As Spice Girls marcaram uma geração. Goste ou não da banda, essa é uma verdade incontestável sobre um grupo de 5 mulheres que vendeu mais de 85 milhões de discos no mundo todo e arrasta multidões para estádios mais de 20 anos depois do lançamento do primeiro single, ‘Wannabe’. E com isso em mente, elas magistralmente produzem um espetáculo exatamente como esperado, resgatando toda a nostalgia dos anos 90 em um esforço para deixar os fãs extremamente satisfeitos.
O show começa com “Spice Up Your Life”, primeiro hit do segundo álbum, em uma versão modificada para impactar o início do espetáculo, com as quatro cantoras (já que a quinta integrante, Victoria Beckham, decidiu não participar) surgindo em uma plataforma circular de frente para o público e de costas para a área Premium. A plateia vai facilmente ao delírio e elas prosseguem para as próximas músicas enquanto caminham entre as plataformas e o palco principal. No momento em que chegam em ‘Wannabe’, o maior hit e por isso a última música a ser cantada, a energia continua forte, embalada pelas danças, cantoria e pulseiras eletrônica pulsantes na audiência.
Tudo que se espera de um show de música pop está lá: as constantes trocas de figurinos, chuva de papel picado, efeitos no telão. A energia é altíssima e elas compensam o fato de já não conseguirem dançar como no início da carreira com a presença de quatro grupos de dançarinos excepcionais, cada um representando a “casa” de uma Spice Girl. A função deles é clara: puxar o público, entreter e disfarçar um pouco a falta de movimentos mais elaborados da banda, o que funciona perfeitamente para que elas possam se preocupar em entregar o que todos querem ver. Mel C e Mel B, as mais atléticas, arriscam um pouco mais nas coreografias, mas Emma e Geri preferem se movimentar graciosamente enquanto suas trupes fazem o trabalho corporal.
A setlist volta às origens das primeiras turnê das Spice Girls, com todos os hits mais conhecidos e algumas das músicas preferidas dos fãs nos 2 primeiros álbuns da banda. Do terceiro, ‘Forever’, ficaram só os 3 hits de sucesso da época em que Geri não estava na banda – e agora ela se junta às outras substituindo os vocais que eram de Victoria. Apesar do desejo dos fãs de que elas voltem a gravar em estúdio e produzir material novo, tudo funciona bem sem os momentos às vezes entediantes dos grupos que voltam e tentar promover músicas novas de pouco sucesso. Os figurinos também remetem aos anos 90 mas em versões atualizadas, trazendo as memórias dos fãs à tona imediatamente, ainda que só tenham assistido nas fitas VHS lançadas por elas.
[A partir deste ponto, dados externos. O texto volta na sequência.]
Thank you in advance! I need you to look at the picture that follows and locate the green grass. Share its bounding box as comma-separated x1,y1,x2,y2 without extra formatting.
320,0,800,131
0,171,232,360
Funciona bem melhor do que as roupas elegantes criadas por Roberto Cavalli para a última turnê delas, em 2007, que tirava parte da personalidade que fez a banda tão popular.
Os músicos no palco fazem um ótimo trabalho para acompanhar os vocais ao vivo, sem playback, das quatro. Não são vocais extremamente fortes mas seguram bem o show e não desafinam, apesar das claras diferenças entre as quatro – Mel C é de longe a melhor cantora, até pelo fato de ser a única com uma carreira solo ativa, seguida por Emma, Mel B e Geri. Aliás, a Ginger Spice é provavelmente a maior dissonância do reencontro musical – apesar de ser uma das maiores entusiastas do retorno e de ser a mais atrevida e divertida quando as Spice Girls surgiram nos anos 90, ela agora toma o lugar de Victoria como a integrante mais elegante, com movimentos contidos e quase deslocados em alguns momentos e até tomando chá no palco em uma xícara com a icônica bandeira do Reino Unido. Posh Spice parece estar lá mas a ruiva que saltava e seduzia o pública só aparece nos homens e mulheres fantasiados para a ocasião.
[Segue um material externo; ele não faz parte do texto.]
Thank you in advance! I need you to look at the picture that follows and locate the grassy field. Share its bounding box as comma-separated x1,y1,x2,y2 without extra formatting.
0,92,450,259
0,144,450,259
O clima mais que contagiante das duas horas de show é muito guiado por tudo aquilo que as Spice Girls sempre venderam como verdade: a amizade entre elas e a diversão genuína no palco. É bem claro que elas estão se divertindo tanto quanto o público e é isso que faz ser uma noite tão especial. Em um vídeo exibido quase no fim do show, elas fazem declarações de amor a elas próprias, o que funciona como declaração aos fãs também, especialmente os que esperaram décadas para vê-las ao vivo. Não é um espetáculo no nível de Lady Gaga ou Beyoncé, mas é exatamente o que que se propõe: uma homenagem à maior girl band da história feita pela própria banda, cuidadosamente preparada para reafirmar a força do grupo e sua maior qualidade. Quem disse que não existe um jeito de viajar no tempo?